しかし、NSAの独走はいつまでも続くだろうか?
欧州域内のいくつかの国家――それに日本と韓国および台湾――は、圧倒的優位にある米国のスパイ活動に、もっか急速に追いつきつつある。 米国連邦捜査局(FBI)の新たな“電子メール監視システム”として悪名高い「肉食獣」(Carnivore)は、事実上、日本でもすでに“クローン化”が済んでしまっており、スパイ活動なみに国民のプライバシーを侵害する恐れが出てきている。
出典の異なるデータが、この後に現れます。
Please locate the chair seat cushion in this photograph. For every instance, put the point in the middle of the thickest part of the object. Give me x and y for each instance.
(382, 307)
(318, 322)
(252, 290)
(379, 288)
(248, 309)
諜報活動というと、最先端のスパイテクノロジーばかりが話題にされがちだが、昔ながらの「人力によるスパイ作戦」の需要はなくなっていない。 かつてスパイを務めていた経験者の“秘密工作”の手並みがあまりにも鮮やかだったため、それが見込まれてロンドンの経営コンサルティング会社にヘッドハントされ、現在はオマーンの巨大多国籍企業で活躍しているという例だってある。 この男の現在の収入は、東京でトップクラスの諜報員として祖国のために働いていたときの給与額を凌いでいる。
日本は現在「世界有数のスパイ天国」であるが、そうなった理由の一つは、スパイ防止法がないからだ。ではなぜスパイ防止法が今もってないかといえば、最大の理由は、第二次大戦中の憲兵隊の暴走の、二の舞を恐れる声が強いからである。 しかも日本は、なまぬるい特許法しか持っていないし、海運関係の規則もだらしがないので、海外から「出入りが容易に出来る」国なのである。 たとえばカナダから米国に直接送ることが許されていないコンピューターソフトはでも、「ありふれた包装で」まず日本に直送し、日本から米国に送れば難なく規制を突破できる。最近では、セックス強精剤の「ヴァイアグラ」の密輸が見つかった例もあった。
さらに、多くの外国人が在留しているので、スパイの疑いを掛けて追跡するのが困難だという事情もある。なにしろ1億2590万人の総人口を抱える日本には、朝鮮人65万7000人、中国人23万4000人、ブラジル人20万1795人、フィリッピン人8万4508人、米国人4万4168人、ペルー人3万7000人、タイ人1万8000人、英国人1万3000人、ヴェトナム人1万人、インドネシア人8000人、イラン人8000人、「その他の外国人」10万人が住んでいるから、警察の監視能力を超えている。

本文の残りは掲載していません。